Council Member Ann Kitchen, Mayor Steve Adler and Glasshouse Policy Director Thomas Visco unveil Mobility ATX report findings.

Council Member Ann Kitchen, Mayor Steve Adler and Glasshouse Policy Director Thomas Visco unveil Mobility ATX report findings.

Research from the Mobility ATX community engagement process was unveiled by Austin-based crowdsourcing think tank Glasshouse Policy on Oct. 8.

The report shows the five most popular ideas on how to improve Austin's traffic:

  • Fully fund the Bicycle Master Plan.

  • Support Reconnect Austin's position on capping I-35 in certain areas to connect downtown and East Austin.

  • Create dedicated bus lanes in high traffic areas throughout the city.

  • Remove the ability for developers to pay a fee in lieu of adding required sidewalks.

  • Improve Anderson Mill Road between RM 620 and US 183.

Mayor Steve Adler said a bond could be possible to fully fund the Bicycle Master Plan, however he did not say whether or not he would support the idea.

"It is the full intention of this council to move forward on mobility solutions and, I think, as people said, it's going to require a lot of different things," Adler said. "We don't have a mobility plan that works without a strong, integrated multi-method transportation system, and that's going to include a bicycle network. It's also going to include dedicated lanes for I-35 so we have transit that can move more rapidly than cars."

Solving Austin's transportation issues must occur in order to solve affordability issues, Adler said.

"We have a transportation mobility crisis in this city. We had a bond election that was defeated last November but the problem didn't go away—it's gotten worse," Adler said. "The two biggest challenges we have in this community, mobility and affordability, are linked together, and we don't solve affordability in this city without solving [transportation] as well. It's that important."

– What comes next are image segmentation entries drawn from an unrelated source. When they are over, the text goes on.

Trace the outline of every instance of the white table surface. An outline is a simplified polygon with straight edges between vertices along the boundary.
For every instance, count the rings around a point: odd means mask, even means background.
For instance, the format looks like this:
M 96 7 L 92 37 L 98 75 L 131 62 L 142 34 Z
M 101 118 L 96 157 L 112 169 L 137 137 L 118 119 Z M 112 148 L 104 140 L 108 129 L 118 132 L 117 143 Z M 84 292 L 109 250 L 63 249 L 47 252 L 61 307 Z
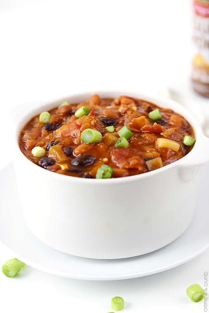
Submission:
M 12 152 L 7 146 L 13 135 L 7 129 L 9 112 L 31 100 L 114 88 L 153 93 L 174 86 L 209 116 L 209 100 L 194 94 L 188 81 L 191 4 L 190 0 L 0 0 L 1 167 L 11 159 L 5 151 Z M 0 243 L 0 264 L 15 256 Z M 192 302 L 185 290 L 193 283 L 203 285 L 209 260 L 207 251 L 163 273 L 107 282 L 56 277 L 26 266 L 14 279 L 0 275 L 0 311 L 107 313 L 111 298 L 118 295 L 127 313 L 200 313 L 203 302 Z

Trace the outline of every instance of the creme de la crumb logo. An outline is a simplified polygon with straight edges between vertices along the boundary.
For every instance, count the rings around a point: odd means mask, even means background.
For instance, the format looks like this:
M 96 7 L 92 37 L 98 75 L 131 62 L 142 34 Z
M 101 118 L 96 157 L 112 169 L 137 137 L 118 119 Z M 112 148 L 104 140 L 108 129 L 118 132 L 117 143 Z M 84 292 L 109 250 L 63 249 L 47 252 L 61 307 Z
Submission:
M 204 312 L 207 312 L 207 289 L 208 284 L 208 273 L 207 272 L 205 272 L 203 275 L 204 276 L 204 288 L 203 289 L 205 292 L 205 298 L 204 298 Z

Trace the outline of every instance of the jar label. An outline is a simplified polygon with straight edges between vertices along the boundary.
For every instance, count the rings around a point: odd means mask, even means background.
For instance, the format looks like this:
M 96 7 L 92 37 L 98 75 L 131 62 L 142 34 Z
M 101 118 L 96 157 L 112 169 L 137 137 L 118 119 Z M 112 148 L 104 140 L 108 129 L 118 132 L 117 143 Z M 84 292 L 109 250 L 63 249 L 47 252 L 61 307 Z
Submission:
M 209 84 L 209 1 L 195 0 L 192 78 Z

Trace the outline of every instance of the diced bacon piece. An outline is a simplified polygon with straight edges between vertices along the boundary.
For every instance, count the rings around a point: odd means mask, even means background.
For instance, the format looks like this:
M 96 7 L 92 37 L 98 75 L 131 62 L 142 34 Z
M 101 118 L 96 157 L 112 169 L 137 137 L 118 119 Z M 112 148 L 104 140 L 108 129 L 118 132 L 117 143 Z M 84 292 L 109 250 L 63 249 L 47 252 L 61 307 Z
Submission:
M 128 124 L 128 127 L 131 131 L 139 132 L 141 129 L 145 125 L 149 124 L 149 121 L 144 116 L 140 116 L 137 118 L 134 118 Z
M 153 134 L 160 134 L 165 130 L 163 126 L 155 123 L 153 125 L 145 125 L 141 129 L 142 131 L 149 131 Z
M 89 114 L 89 116 L 95 116 L 95 112 L 94 112 L 94 110 L 91 110 Z
M 84 130 L 83 126 L 85 125 L 86 126 L 87 125 L 89 128 L 96 129 L 102 133 L 105 131 L 103 124 L 95 116 L 88 115 L 82 116 L 75 121 L 69 122 L 63 125 L 55 131 L 55 136 L 57 137 L 68 136 L 72 138 L 79 137 Z M 85 126 L 84 129 L 86 129 Z
M 130 111 L 125 115 L 124 125 L 128 126 L 133 119 L 137 118 L 141 115 L 142 115 L 139 112 L 134 112 L 134 113 L 132 111 Z
M 68 136 L 73 138 L 79 137 L 81 133 L 80 127 L 75 122 L 70 122 L 55 131 L 55 134 L 57 137 Z
M 73 151 L 73 154 L 77 156 L 79 154 L 84 154 L 87 153 L 90 150 L 93 149 L 93 146 L 92 145 L 88 145 L 87 143 L 82 143 L 78 146 Z
M 80 127 L 82 126 L 85 123 L 88 123 L 91 126 L 91 128 L 98 131 L 102 134 L 105 131 L 103 123 L 94 116 L 89 115 L 85 115 L 78 119 L 75 122 Z
M 170 117 L 168 121 L 169 124 L 174 126 L 177 129 L 179 129 L 181 127 L 181 120 L 178 115 L 173 114 Z
M 169 138 L 176 141 L 181 141 L 183 138 L 183 135 L 176 131 L 175 128 L 167 129 L 162 133 L 161 135 L 166 138 Z
M 145 169 L 145 163 L 143 159 L 128 148 L 114 148 L 111 159 L 120 168 L 138 168 L 142 172 Z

District 5 Council Member Ann Kitchen, who chairs the council's mobility committee, said the city staff and council members are already taking steps forward in improving mobility throughout the city. Council recently agreed to divide a quarter-cent fund totaling $21.8 million among the 10 City Council districts for various transportation improvements, such as pedestrian safety devices and fixing sidewalk gaps.

Thomas Visco, Glasshouse Policy's director, said the report does not entirely reflect the priorities of the entire Austin community and instead only represents views from those who decided to engage in the process. He encouraged anyone who did not have their ideas included in the Mobility ATX conversation to bring those ideas forward.

"I think this report will serve as a guiding document for council on what public policy priorities look like for a swath of the public," Visco said.